CM: And what if sex could have been everyday for the men in your book? How radical would that have been? And I’m sure it was, often, but what if everyday queer sex could enter the mainstream and be accepted as just sex. What if we didn’t even have to put “queer” before it.

JP: In my research, it struck me how many of the men in these crime stories were married and with kids. I struggled to figure out how to name these victims. Most of them lived their lives pretty much in the norm of a straight world. Whether the men were bisexual or pansexual is not clear. What is clear is the situtation that they were in at the time of their murder. Where they hooked up with somebody, another man, in an apartment or hotel room.

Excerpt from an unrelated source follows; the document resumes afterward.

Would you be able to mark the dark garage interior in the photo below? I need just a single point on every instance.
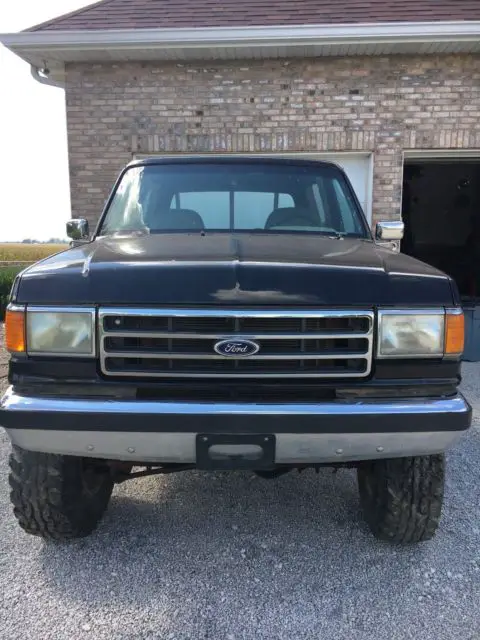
(441, 211)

I write in the intro about one case in particular: A man in his sixties who had been married for many years came into New York City to buy theater tickets for his wedding anniversary. At some point, he met a sailor—or somebody dressed like a sailor—and went to a rooming house with him and was murdered by the man he brought with him. That story—his story—wouldn’t nessecarily make it into queer history because of his being a sixty-something man married to a woman. But, most likely, he didn’t do this just that once in his life. His case made me think about where we place such stories in queer history.

CM: I mean, as a bisexual woman, or pansexual woman, when I read that, I was like, “Oh! So much of this is actually about bi men.” We won’t really know, of course. But I loved thinking about your book as a clandestine bi-history book.

JP: I use this word queer to define these men in my book, but I think now is an interesting moment where we’re trying to think about the multiple sexual expereinces historically and contemporarily, right? And how to account for that multiplicity and how to represent it.

CM: And what do we do with that—how do we acknoweldge stories that don’t fit with the lesbian and gay coming-out narrative? Or people who really don’t want to ever enter the mainstream? It’s amazing that gay people can legally marry, but some will always reject that institution. In thinking about stories that don’t really fit, my hope is that we will continue to have more of them.

JP: I like that idea as a connecting thread to our two books: telling stories that perhaps don’t easily fit the narratives of sexual minorities that we have right now. Whether they’re political narratives or even personal stories.

Carley Moore is a clinical professor of writing and contemporary culture and creative production in the global liberal studies program at New York University and a senior associate at Bard College’s Institute for Writing and Thinking.

James Polchin is a writer, cultural historian, and a clinical professor in liberal studies at New York University. He is also an instructor at the Creative Nonfiction Foundation.